Once or twice I needed to deal with content that was CSAM/CSAM-adjacent, and honestly it was very upsetting. I think all the articles out there about moderators at big social networks struggling to deal with the mental hardship of dealing with content like this are actually underselling the problem. It really sucked, I lost sleep over it, and what I needed to deal with was pretty trivial compared to other people.

Some final thoughts

When I first started drafting this post, I thought I would write something about how you shouldn't launch an instance without having a fallback plan, an exit strategy, a team to help manage your community, etc, but having spent a couple of days writing everything here, I'm not sure I feel that way anymore. I actually think that ideally, a person or group can decide they want to start a community on the fediverse, do that, and then when it's time to end, they end it, and have that all be fine. Communities don't have to last forever.

I think a lot about phpBB. It's easy to forget about in the post social media era, but there are a lot of phpBB/etc forums out there that host vibrant, active communities. They might be small, but that's ok, and it's likely even a good thing. A friend of mine runs an instance of phpBB devoted to cars with manual transmissions. I know of another forum devoted to parenting that started as a splinter group from yet another forum that was mostly about feminism. I used to frequent a board devoted to the Red Sox, and another one devoted to a 2d airplane game I used to love. Today I spend time on forums related to ambient music and making tape loops. There's forums devoted to medical issues, where people can go to talk, ask questions and find support. And most of these places have off-topic sections, where you can discuss random topics, what's for dinner, shitposting, etc. And those areas exist because phpBB is a great tool for building a community.

phpBB runs on PHP, arguably the most important programming language of all time, and certainly one of the most successful ones.

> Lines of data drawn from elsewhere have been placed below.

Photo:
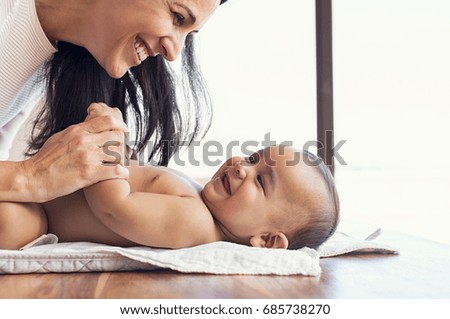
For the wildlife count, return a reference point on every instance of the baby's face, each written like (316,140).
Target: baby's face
(250,196)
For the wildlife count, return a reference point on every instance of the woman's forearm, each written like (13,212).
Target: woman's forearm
(104,197)
(15,185)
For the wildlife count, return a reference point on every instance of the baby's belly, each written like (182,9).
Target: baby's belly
(71,219)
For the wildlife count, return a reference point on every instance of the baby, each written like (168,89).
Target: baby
(276,198)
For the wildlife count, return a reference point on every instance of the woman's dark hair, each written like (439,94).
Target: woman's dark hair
(146,95)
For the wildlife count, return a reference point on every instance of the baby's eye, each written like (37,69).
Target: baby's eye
(178,19)
(252,159)
(260,181)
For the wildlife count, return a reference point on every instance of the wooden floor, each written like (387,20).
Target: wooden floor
(419,271)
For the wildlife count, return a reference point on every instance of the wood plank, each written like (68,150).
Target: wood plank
(419,271)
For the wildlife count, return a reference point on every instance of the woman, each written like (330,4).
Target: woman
(109,51)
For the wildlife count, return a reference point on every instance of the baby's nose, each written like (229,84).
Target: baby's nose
(240,170)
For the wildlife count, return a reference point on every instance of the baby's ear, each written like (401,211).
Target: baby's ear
(269,240)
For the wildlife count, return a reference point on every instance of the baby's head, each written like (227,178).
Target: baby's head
(278,198)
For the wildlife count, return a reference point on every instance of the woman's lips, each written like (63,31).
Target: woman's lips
(226,183)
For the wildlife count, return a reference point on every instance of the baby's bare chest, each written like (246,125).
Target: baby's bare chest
(162,180)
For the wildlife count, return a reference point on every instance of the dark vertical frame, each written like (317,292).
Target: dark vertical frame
(324,61)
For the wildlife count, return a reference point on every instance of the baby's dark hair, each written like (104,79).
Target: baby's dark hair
(323,219)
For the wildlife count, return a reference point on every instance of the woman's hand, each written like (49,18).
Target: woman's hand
(78,156)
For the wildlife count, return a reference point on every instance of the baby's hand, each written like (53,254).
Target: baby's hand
(101,109)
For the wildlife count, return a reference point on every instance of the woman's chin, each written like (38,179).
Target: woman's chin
(117,70)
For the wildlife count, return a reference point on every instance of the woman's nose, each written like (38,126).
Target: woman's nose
(173,46)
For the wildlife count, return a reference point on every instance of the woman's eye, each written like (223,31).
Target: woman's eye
(260,180)
(178,19)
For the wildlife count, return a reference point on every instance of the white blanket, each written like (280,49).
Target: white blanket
(46,255)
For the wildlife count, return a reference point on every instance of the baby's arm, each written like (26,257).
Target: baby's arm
(149,219)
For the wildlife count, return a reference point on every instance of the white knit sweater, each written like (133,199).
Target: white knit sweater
(24,47)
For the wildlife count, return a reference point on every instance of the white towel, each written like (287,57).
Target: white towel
(46,255)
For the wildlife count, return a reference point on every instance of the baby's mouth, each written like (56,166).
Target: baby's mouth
(141,49)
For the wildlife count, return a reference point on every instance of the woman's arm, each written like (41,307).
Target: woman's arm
(68,161)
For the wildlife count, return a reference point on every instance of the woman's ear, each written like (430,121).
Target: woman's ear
(275,240)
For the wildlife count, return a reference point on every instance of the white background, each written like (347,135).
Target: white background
(391,94)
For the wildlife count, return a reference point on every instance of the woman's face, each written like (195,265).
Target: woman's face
(130,31)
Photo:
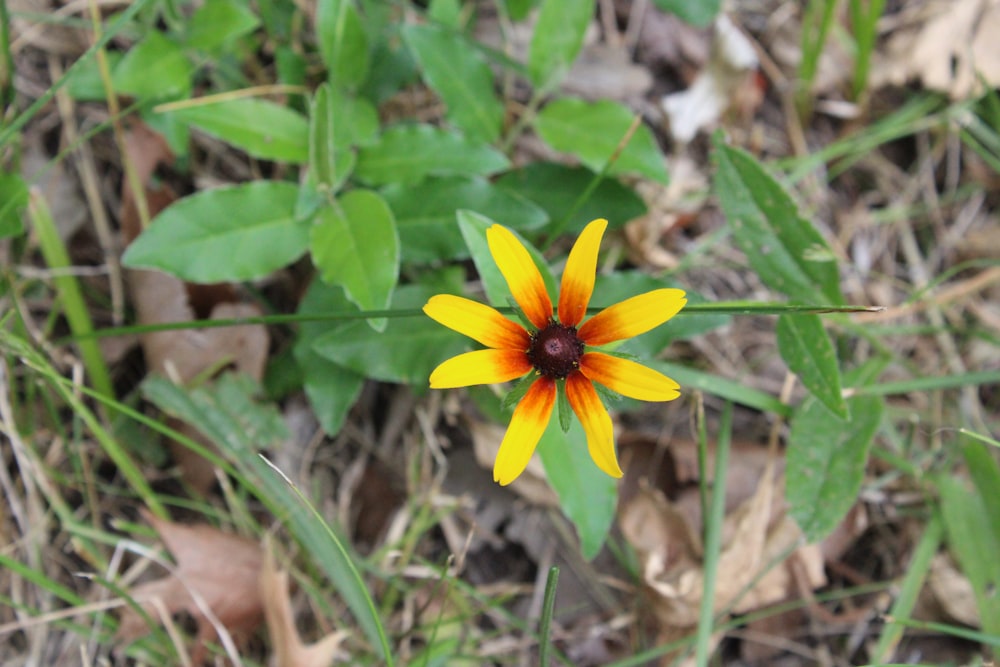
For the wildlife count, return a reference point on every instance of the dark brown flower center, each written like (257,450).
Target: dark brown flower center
(555,351)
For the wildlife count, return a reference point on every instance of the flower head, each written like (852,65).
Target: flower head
(557,348)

Almost every hosting platform supports it by default. It runs on cheap hardware. You can get a Dreamhost/etc account on a server shared with 1000 other websites and run your forum without thinking twice. It's far from perfect, but you can do it with a relatively low amount of technical knowledge, especially with one-click installers and things like that. It's an incredibly successful and historically important software project.

Right now, there's basically no equivalent to phpBB for the fediverse. I think this is likely true in part because everyone's brains broke in the early dotcom era, and we all collectively decided that something wasn't worth doing online unless it could scale up to 10 million users. A web forum is useless to someone with that mindset. Mastodon requires quite a bit of technical knowledge, and if something goes wrong you need to be an expert to deal with it. Mastodon the software platform is built and maintained to support the scale required to run mastodon.social, an instance with two million users. And if you use Mastodon to run your instance, you're locked into the choices made to support a giant instance. There's alternatives to Mastodon, some of which make better choices for smaller instance, but I don't think any of them are really any easier to use.

I worry that this makes it very difficult to resist the inclination to centralize everything on a couple of big instances. And that inclination absolutely must be resisted. I would love to see a fediverse full of thousands of small instances of software platforms that are as easy to manage as a PHP web forum. But there are a lot of challenges to tackle before something like that could really exist. I could probably ramble about this for another thousand words but I'll stop now. If you made it this far, thanks for reading, and thanks for supporting botsin.space!